Through the River: Understanding the Benefit of Schedule-Free Methods for Language Model Training
Minhak Song, Beomhan Baek, Kwangjun Ahn, Chulhee Yun
TL;DR
Large-language-model pretraining with fixed compute budgets challenges traditional decaying-learning-rate strategies. We evaluate Schedule-Free (SF) methods, especially SF-AdamW, and show they navigate the river-valley loss landscape without explicit LR decay or weight averaging, effectively behaving as implicit weight averaging and operating near the Edge of Stability. A reformulation reveals SF's updates function as momentum on a river-aligned path, and a refined variant decouples momentum from averaging via a decoupling parameter $C$, improving robustness to momentum and large-batch scaling.

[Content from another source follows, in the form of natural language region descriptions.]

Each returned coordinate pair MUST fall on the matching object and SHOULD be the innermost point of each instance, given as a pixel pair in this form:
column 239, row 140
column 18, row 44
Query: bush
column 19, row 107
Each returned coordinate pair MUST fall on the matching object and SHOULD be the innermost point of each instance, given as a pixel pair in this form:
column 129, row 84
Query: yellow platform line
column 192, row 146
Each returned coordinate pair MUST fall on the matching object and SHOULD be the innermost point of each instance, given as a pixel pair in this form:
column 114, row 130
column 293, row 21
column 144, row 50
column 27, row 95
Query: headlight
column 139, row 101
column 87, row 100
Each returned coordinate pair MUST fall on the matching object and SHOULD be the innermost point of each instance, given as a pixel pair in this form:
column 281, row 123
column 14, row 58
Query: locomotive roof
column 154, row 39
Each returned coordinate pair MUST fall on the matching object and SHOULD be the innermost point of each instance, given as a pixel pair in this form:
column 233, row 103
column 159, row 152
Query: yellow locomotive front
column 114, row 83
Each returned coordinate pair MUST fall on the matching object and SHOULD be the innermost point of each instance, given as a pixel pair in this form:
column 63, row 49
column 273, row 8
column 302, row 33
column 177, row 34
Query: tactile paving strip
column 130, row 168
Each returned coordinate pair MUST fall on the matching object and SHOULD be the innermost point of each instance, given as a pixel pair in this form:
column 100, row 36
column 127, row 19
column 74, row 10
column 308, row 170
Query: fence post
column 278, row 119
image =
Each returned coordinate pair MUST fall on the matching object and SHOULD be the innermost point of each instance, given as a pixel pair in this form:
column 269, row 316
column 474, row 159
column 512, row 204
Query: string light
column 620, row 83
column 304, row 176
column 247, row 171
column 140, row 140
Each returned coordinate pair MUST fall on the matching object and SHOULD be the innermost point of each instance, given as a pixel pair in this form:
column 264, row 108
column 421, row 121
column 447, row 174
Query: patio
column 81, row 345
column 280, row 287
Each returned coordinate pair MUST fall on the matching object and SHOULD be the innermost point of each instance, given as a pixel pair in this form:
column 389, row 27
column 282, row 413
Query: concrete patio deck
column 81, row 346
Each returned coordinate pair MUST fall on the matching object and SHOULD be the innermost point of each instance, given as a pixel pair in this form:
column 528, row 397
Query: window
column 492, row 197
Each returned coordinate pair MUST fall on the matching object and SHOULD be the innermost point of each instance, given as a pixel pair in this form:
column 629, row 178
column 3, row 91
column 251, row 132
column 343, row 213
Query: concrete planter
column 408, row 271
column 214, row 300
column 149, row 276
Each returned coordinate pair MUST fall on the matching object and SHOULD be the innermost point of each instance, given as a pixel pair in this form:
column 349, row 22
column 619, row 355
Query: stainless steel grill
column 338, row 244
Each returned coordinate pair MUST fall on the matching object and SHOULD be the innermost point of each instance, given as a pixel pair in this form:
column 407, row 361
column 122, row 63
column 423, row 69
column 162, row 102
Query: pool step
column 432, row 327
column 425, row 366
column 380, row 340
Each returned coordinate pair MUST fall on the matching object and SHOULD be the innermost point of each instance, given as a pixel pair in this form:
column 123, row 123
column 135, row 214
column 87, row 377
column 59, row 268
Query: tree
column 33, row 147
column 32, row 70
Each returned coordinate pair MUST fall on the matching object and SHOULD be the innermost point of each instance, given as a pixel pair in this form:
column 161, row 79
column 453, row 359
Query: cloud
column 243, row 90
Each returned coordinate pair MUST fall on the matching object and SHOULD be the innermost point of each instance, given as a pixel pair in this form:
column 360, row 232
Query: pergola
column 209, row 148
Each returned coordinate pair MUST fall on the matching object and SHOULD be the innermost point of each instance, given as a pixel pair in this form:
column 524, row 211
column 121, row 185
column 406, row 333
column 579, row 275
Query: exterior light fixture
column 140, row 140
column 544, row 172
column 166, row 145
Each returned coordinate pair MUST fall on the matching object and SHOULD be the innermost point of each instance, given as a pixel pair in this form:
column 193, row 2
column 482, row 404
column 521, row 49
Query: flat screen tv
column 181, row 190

Empirical LM experiments with a 124M-parameter model demonstrate competitive perplexity and stable training with minimal memory overhead, validating SF as a practical, scalable optimizer for language-model pretraining.
Abstract
As both model and dataset sizes continue to scale rapidly, conventional pretraining strategies with fixed compute budgets-such as cosine learning rate schedules-are increasingly inadequate for large-scale training. Recent alternatives, including warmup-stable-decay (WSD) schedules and weight averaging, offer greater flexibility. However, WSD relies on explicit decay phases to track progress, while weight averaging addresses this limitation at the cost of additional memory. In search of a more principled and scalable alternative, we revisit the Schedule-Free (SF) method [Defazio et al., 2024], which has shown strong empirical performance across diverse settings. We show that SF-AdamW effectively navigates the "river" structure of the loss landscape without decay phases or auxiliary averaging, making it particularly suitable for continuously scaling training workloads. To understand this behavior, we conduct a theoretical and empirical analysis of SF dynamics, revealing that it implicitly performs weight averaging without memory overhead. Guided by this analysis, we propose a refined variant of SF that improves robustness to momentum and performs better under large batch sizes, addressing key limitations of the original method. Together, these results establish SF as a practical, scalable, and theoretically grounded approach for language model training.